Sportsman of the Year? Why not Al Miller? Considering the success he brought to Hartwick College and the fact that his Philadelphia team, which in February of this year had no name, no colors and not all of its players, now has several NASL records, an NASL championship and its Coach of the Year, I can think of no one else who has done so much or come so far in such a short time.
JOAN E. YARTER
I am glad the Dallas Tornado did not win the NASL championship. If it had, Kyle Rote Jr. would have become some kind of god American soccer fans would have to pay homage to. Instead, Philadelphia showed the true building blocks: conditioning, consistency and teamwork. The Atoms have no outstanding individual, just the best pro soccer team in North America.

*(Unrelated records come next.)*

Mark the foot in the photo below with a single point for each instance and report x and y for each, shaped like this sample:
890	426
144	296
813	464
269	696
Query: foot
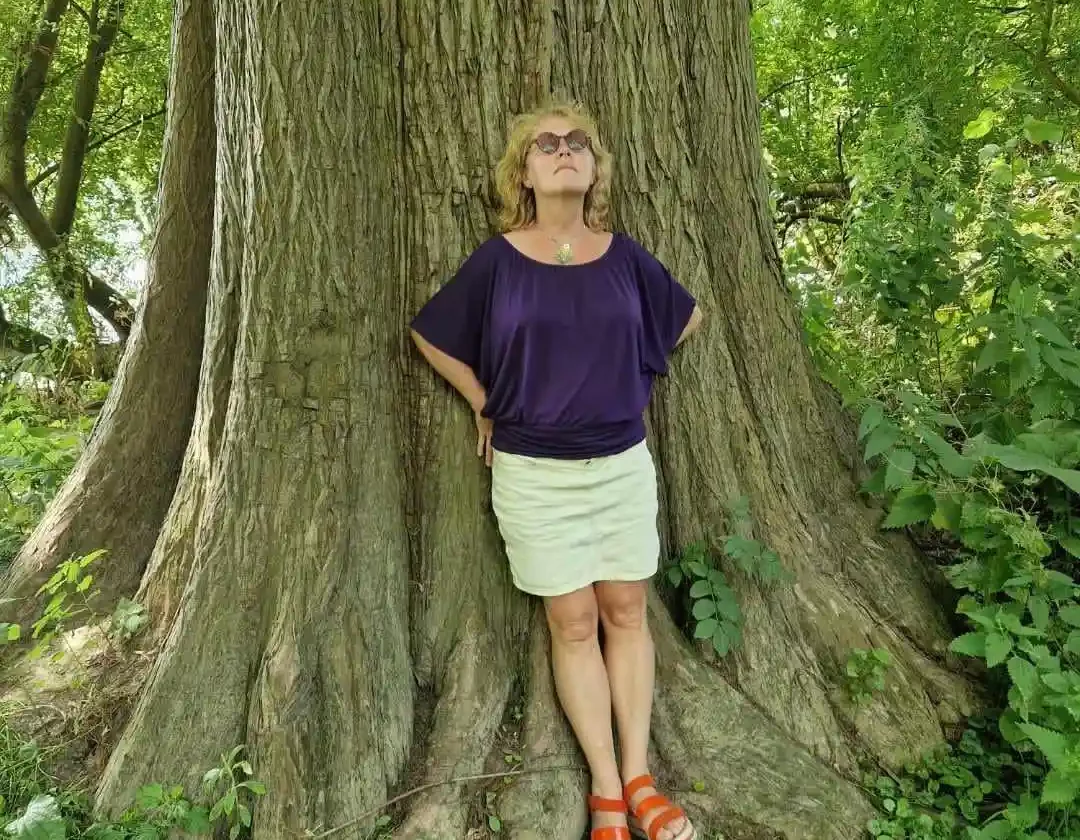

Next time you publish an article on soccer to be read nationwide, I wish you would get your facts straight. You stated, " Philadelphia became the first expansion team to win a championship in its first year in any American professional sport." The Cincinnati Comets, in their first professional season in the oldest professional soccer league in the U.S. (the American Soccer League) captured the ASL title in 1972. As hard as I searched, I could not find a word about that game in your articles. Now I know how the AFL felt, and like its fans I will complain about unequal time. Only once have I seen anything about the ASL in SI, and that was when you included MVP Ringo Cantillo in FACES IN THE CROWD (NOV. 13).
The 1973 ASL championship game will be held Sept. 8 in either New York or Batimore, depending upon which team wins their semifinal game. The Cincinnati Comets, in only their second year, have already earned a ticket to the final by defeating Cleveland. How about equal time, SI?
?Alas, the Comets failed to make it two in a row. The New York Apollos, from whom they won their 1972 championship, beat them 1-0 in double overtime to regain the title.—ED.
Many thanks to Ron Reid for his Sept. 3 article on Bubba Smith (Setting 'em Up for the Kill). Being a devout Raider fan, I was cheered to read it and I can visualize myself yelling "Kill, Bubba, kill." But right now all I can see is Ray Chester, the best tight end in football, making that key third-down catch in a Baltimore uniform. Nevertheless, the Raiders will be right up there come playoff time, and maybe this year....
BILL ST. ANGELO
Valley Stream, N.Y.
Bubba Smith certainly makes the trade worthwhile for Oakland, but on the Colts' end it is hard to understand it. I question Joe Thomas' ability to control a pro team. Ray Chester is a fine tight end, but with Tom Mitchell (73 receptions in two years) the Colts already had that position well filled. Without Bubba, Baltimore's line is a unit of no-names, and Thomas' trades brought in few linemen. As a matter of fact, a lot of his trades were for draft choices.
GIFT FROM THE INDIANS
After reading your article Murder Ball in a Box (Sept. 3), we took time off from our studies at Syracuse University to journey to the Syracuse War Memorial Coliseum and see our first box lacrosse game. The action was so fast and exciting that one has to wonder why the game hasn't achieved a great deal more popularity. Thanks for introducing us to this stimulating sports experience.